Development in Edina and Poverty

By Lew Coffey and Dennis Withers

France_Ave_7200_7250_ows_154411328980089.jpgAccording to his lecture at the December 4th meeting, Councilman Kevin Staunton of Edina is really sure that Edinians have been too successful in life. So successful in fact, that they are morally obligated to part with some unknown portion of that success, to be decided by their betters on the Council of course, to finance “Affordable Housing” to benefit “The Poor”.

In fact, he is so certain of his virtuous instincts, when it comes to dispensing the product of other peoples’ labors, that if you don’t whole heartedly agree with him, he’d be perfectly fine just taking it from you by force and dispensing it according to his own enlightened sensibilities.

But wait a second here! Who exactly are “The Poor”? Are they really the downtrodden and destitute victims of an unfairly ravenous and greed-driven free enterprise system that the Socialist stereotypes would have us believe?

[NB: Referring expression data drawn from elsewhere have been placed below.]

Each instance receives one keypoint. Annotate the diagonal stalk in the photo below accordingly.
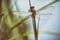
(44, 7)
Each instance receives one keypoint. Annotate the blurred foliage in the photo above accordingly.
(11, 27)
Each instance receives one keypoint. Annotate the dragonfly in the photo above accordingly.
(33, 15)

Or might a closer look reveal some other facts that the likes of Councilman Staunton would just as soon nobody talk about.

To this point, one of our neighbors from Edina, Dennis Withers, has done some serious digging among the facts of “Poverty in America”, and not surprisingly come up with some very interesting and stereotype-busting statistics that put an entirely different light on “The Poor” and the moral obligation that Councilman Staunton would like to inflict on his neighbors.

What’s the Truth About Poverty?

It’s frequently suggested, by politicians selling programs and supportive news reports, that America has made no progress at all in the ‘War on Poverty’ since the 1960s. Headlines claim “one in eight” Americans live in poverty. Has America’s welfare safety net failed? The truth is: It depends on how you define poverty.

The answer to this is very important in Minnesota, as politicians add to welfare programs and in Edina extensive development adds significantly to the Affordable Housing part of the welfare net. Again, the truth depends on how you define poverty. Do you define it by Household Income or by Household Consumption?

The U.S. Census measures poverty as it relates to the Annual Income of a theoretical family. An officially poor family of four has income of $25,000 or less. As recent as 2014, the Official Poverty Rate based on Annual Income was 14.8%. The rate has since declined to a still-high 12.3%, indicating the value of improved employment in the economy.

On a Household Consumption basis, however, a very different picture emerges. A recent report by the American Enterprise Institute (AEI) shows why the federal government’s poverty rates are deceptive. The federal poverty rates are measured related to income, not to consumption. Adjusting for what people consume, rather than what they earn, yields a very different poverty rate: An almost nonexistent 2.8%, according to the AEI report.

But how can that be? Our officially poor family of four does not pay taxes. Many get money through available welfare safety net programs like: the Earned Income Tax Credit and other income-support programs. Food stamps, housing support (including Affordable Housing) and other aid programs enable officially poor households to boost their incomes significantly.

Our family of four earning $25,000 is likely consuming as much as $60,000 a year in goods and services. When the very same households that the federal government considers to be poor are questioned, they report roughly $2.40 in spending for every $1.00 of income that the Census says they have.

Further yet, Heritage Foundation poverty analysts in a 2016 report noted that the average poor family in the U.S. live in larger homes than the average non-poor family in France, Germany or England. Moreover, nearly 85% of the poor homes in the U.S. have air conditioning, and nearly two-thirds have cable or satellite TV. Claims that the poor in the U.S. are in grinding poverty, like that in the developing world, are clearly false.

And as the decline in the poverty rate since 2014 has shown, the best anti-poverty program of all is a job.